- 8 bone-in chicken breast halves, skinned
- 2 quarts water
- 1 tablespoon ground red pepper
- 2 teaspoons salt, divided
- 23 fresh tomatillos, husks removed
- 1 medium onion, chopped
- 2 garlic cloves, minced
- 1 tablespoon vegetable oil
- 2 tablespoons chopped fresh cilantro
- 2 cups (8 ounces) shredded Monterey Jack cheese, divided
- 1 tablespoon water
- 10 corn tortillas
- Verde Sauce
- 1 (4-ounce) package crumbled feta cheese
- Red Pepper Purée
How to Make It
Bring first 3 ingredients and 1 1/2 teaspoons salt to a boil in a Dutch oven.
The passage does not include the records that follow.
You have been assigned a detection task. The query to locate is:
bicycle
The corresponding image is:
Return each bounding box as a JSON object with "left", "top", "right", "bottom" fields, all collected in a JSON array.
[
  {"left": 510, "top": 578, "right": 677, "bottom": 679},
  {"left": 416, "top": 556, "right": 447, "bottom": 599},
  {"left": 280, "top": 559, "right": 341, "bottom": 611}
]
Cover, reduce heat, and simmer 30 minutes. Add tomatillos, and cook 5 more minutes. Remove chicken and tomatillos, reserving broth for Verde Sauce and Mexican Pinto Beans. Bone and shred chicken. Chop 7 tomatillos, reserving remaining tomatillos for Verde Sauce.
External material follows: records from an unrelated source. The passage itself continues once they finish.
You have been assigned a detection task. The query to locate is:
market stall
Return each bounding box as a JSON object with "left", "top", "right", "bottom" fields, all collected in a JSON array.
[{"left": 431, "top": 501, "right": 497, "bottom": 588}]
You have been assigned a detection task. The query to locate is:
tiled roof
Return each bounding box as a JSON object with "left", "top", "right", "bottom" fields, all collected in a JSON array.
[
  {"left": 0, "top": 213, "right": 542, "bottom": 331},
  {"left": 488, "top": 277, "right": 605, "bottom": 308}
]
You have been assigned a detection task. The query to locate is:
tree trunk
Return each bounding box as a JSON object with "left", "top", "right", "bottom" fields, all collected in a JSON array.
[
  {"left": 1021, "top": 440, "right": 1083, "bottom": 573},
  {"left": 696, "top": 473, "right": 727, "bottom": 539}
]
Sauté onion and garlic in hot oil in a Dutch oven over medium-high heat until tender. Add chopped tomatillos and remaining 1/2 teaspoon salt. Cook 5 minutes. Add chicken, and cook 5 minutes. Stir in cilantro and 1 cup Monterey Jack cheese.
Sprinkle 1 tablespoon water in tortilla package. Microwave at HIGH 1 minute.
Dip each tortilla in Verde Sauce. Place about 1/2 cup chicken mixture down center of each tortilla; roll up. Place in a lightly greased 13- x 9-inch baking dish; top with remaining sauce, spreading to ends of tortillas. Sprinkle with remaining Monterey Jack cheese and feta cheese. Cover and chill 8 hours, if desired; let stand at room temperature 30 minutes.
Bake, covered, at 425° for 25 minutes or until thoroughly heated. Serve with Red Pepper Purée.